A Utah se le asocia más frecuentemente con dos cosas: montañas y mormones.
No se puede negar la presencia y la influencia cultural deLa Iglesia de Jesucristo de los Santos de los Últimos Días(comúnmente conocidos como mormones) en el Estado de la Colmena. Después de todo, fueron los pioneros de la Iglesia de Jesucristo quienes cruzaron la frontera y establecieron el Valle del Lago Salado en 1847. Pero mientrasCiudad del lago saladoSi bien alguna vez fue reconocida como un bastión de la Iglesia de Jesucristo, la capital del estado ha adoptado una nueva forma cultural en los últimos años.

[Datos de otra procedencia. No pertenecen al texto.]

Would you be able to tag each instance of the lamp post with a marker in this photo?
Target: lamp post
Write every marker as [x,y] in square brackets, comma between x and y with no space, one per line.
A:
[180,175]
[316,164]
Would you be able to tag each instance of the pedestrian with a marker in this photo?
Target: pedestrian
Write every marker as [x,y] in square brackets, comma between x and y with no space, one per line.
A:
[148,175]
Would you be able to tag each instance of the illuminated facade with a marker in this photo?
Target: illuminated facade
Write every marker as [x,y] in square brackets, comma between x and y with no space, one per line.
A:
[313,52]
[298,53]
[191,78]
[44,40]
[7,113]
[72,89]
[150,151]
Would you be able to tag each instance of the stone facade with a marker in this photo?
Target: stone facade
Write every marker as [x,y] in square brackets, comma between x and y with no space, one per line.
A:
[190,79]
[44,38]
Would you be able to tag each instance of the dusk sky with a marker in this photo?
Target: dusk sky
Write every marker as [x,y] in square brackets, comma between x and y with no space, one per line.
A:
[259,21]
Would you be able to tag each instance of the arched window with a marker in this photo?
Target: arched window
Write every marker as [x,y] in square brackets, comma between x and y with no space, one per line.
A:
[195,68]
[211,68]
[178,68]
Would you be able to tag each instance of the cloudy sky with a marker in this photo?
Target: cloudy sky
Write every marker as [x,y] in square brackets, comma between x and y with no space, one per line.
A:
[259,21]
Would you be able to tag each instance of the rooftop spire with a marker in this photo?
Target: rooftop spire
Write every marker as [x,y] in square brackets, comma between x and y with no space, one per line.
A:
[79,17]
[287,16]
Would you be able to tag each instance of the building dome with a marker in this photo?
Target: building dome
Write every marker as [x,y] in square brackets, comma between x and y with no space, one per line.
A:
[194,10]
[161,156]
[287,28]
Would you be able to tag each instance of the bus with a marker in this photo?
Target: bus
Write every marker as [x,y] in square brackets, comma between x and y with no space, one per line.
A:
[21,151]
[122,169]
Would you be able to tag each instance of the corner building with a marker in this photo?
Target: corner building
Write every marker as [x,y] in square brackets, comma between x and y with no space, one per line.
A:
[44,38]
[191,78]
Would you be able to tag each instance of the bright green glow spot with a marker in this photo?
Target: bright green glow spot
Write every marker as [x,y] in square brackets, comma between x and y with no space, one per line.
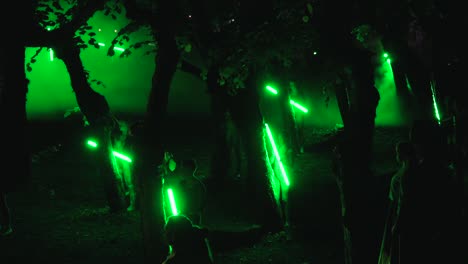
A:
[115,48]
[434,100]
[116,154]
[271,89]
[170,193]
[91,143]
[298,106]
[278,158]
[121,156]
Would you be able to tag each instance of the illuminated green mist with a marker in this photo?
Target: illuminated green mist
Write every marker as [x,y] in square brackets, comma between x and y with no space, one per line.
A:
[127,80]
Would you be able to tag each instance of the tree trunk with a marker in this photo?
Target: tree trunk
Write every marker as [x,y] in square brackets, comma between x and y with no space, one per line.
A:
[96,109]
[15,163]
[220,159]
[150,148]
[247,116]
[360,185]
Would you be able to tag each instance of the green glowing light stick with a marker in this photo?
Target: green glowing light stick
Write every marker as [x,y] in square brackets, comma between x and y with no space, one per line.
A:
[170,194]
[434,101]
[278,158]
[292,102]
[116,154]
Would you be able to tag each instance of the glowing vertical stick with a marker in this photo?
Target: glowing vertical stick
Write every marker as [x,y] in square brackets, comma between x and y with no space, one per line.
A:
[170,193]
[434,101]
[116,154]
[278,158]
[271,89]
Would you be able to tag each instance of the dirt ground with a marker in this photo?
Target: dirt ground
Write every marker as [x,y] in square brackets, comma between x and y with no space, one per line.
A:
[61,217]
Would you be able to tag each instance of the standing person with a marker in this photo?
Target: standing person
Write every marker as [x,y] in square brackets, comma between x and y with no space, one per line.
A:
[192,191]
[16,162]
[406,158]
[429,222]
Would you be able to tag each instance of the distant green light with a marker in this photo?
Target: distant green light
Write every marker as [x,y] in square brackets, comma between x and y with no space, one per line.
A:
[115,48]
[278,158]
[292,102]
[298,106]
[91,143]
[116,154]
[386,56]
[170,194]
[271,89]
[121,156]
[434,101]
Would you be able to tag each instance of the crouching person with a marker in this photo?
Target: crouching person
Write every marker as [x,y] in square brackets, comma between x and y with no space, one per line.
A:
[188,242]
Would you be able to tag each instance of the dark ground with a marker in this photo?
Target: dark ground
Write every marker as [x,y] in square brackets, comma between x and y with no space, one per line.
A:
[62,216]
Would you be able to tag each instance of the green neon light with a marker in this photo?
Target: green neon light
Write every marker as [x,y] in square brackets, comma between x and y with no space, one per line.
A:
[298,106]
[271,89]
[434,101]
[278,158]
[121,156]
[91,143]
[292,102]
[115,48]
[386,56]
[116,154]
[174,210]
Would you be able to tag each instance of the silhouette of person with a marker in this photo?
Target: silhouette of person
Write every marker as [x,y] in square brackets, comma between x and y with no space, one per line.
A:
[190,192]
[427,223]
[189,243]
[407,159]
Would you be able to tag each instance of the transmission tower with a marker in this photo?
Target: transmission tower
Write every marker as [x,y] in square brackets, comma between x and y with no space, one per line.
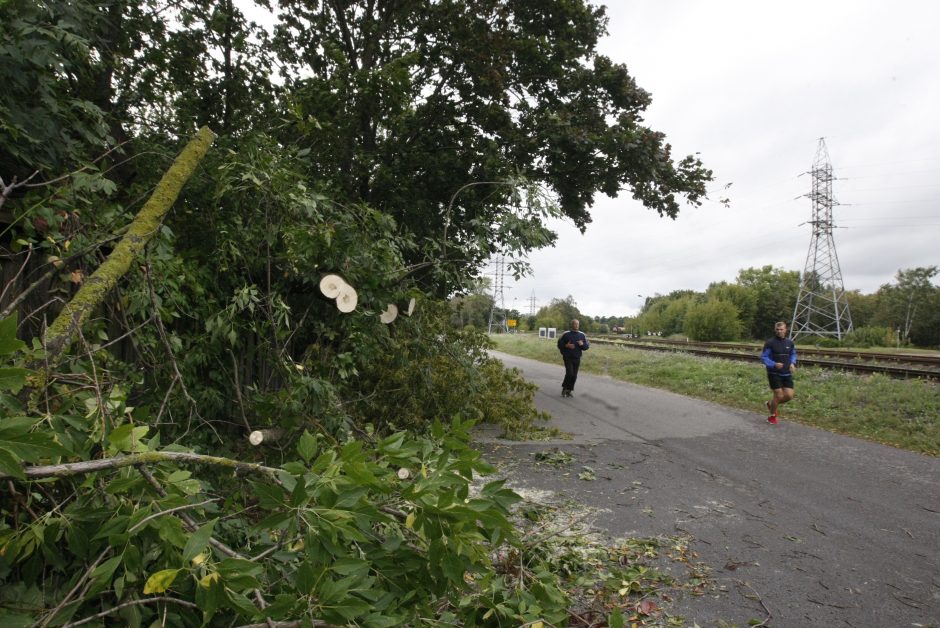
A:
[498,309]
[821,308]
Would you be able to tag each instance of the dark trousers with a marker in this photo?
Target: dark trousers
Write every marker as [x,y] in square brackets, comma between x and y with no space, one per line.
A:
[571,373]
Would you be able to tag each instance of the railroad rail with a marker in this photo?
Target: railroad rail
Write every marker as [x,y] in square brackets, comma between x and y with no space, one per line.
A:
[899,365]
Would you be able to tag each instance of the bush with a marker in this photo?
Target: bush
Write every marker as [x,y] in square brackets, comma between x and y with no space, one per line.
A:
[712,321]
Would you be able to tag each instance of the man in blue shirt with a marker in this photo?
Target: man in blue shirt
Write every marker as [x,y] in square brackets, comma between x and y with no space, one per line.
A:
[571,344]
[779,356]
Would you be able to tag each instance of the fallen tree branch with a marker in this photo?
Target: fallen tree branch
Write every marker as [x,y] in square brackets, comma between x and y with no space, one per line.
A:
[151,457]
[142,229]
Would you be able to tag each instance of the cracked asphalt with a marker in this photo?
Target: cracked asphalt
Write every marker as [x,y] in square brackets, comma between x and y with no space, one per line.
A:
[801,527]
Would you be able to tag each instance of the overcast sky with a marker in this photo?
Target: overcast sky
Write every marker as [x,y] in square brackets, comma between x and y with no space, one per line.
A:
[752,86]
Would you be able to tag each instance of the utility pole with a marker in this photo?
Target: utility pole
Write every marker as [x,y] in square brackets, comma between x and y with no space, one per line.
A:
[821,308]
[498,309]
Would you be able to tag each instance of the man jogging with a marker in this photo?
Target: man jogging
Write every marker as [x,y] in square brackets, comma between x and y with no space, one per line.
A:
[779,356]
[571,344]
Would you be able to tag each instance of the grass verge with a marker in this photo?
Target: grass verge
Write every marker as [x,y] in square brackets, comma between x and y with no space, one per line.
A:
[901,413]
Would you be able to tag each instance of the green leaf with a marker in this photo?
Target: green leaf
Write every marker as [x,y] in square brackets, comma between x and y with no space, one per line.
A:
[32,447]
[13,379]
[127,437]
[9,343]
[242,604]
[105,570]
[307,447]
[160,581]
[198,542]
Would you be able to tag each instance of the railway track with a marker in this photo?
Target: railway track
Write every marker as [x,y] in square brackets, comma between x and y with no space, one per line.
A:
[900,365]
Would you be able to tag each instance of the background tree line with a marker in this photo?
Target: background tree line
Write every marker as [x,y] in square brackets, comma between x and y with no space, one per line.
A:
[905,312]
[397,144]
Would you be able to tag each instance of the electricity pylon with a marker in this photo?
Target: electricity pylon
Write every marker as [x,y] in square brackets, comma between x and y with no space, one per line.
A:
[821,308]
[498,309]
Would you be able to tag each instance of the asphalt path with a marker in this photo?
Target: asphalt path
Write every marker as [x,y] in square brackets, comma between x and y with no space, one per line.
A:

Los lugareños suelen comparar la ciudad con la cultura más amplia de la Iglesia de Jesucristo, describiéndola como «una burbuja liberal dentro de un estado conservador». Si bien estas dos facetas tienen características distintivas, también interactúan e influyen mutuamente de maneras interesantes.
He estudiado esta interacción desde la perspectiva de la escena musical de Salt Lake City. Los participantes activos de la comunidad musical local coinciden en un atributo distintivo: un fuerte sentido de comunidad y apoyo entre los diversos músicos, salas y asistentes a los conciertos locales.
Pero ¿por qué? ¿Qué hay detrás de esta comunidad musical tan unida?
Una conversación con el ex presidente del Coro del Tabernáculo enManzana del Templome acercó a lo que creo que es al menos parte de la respuesta.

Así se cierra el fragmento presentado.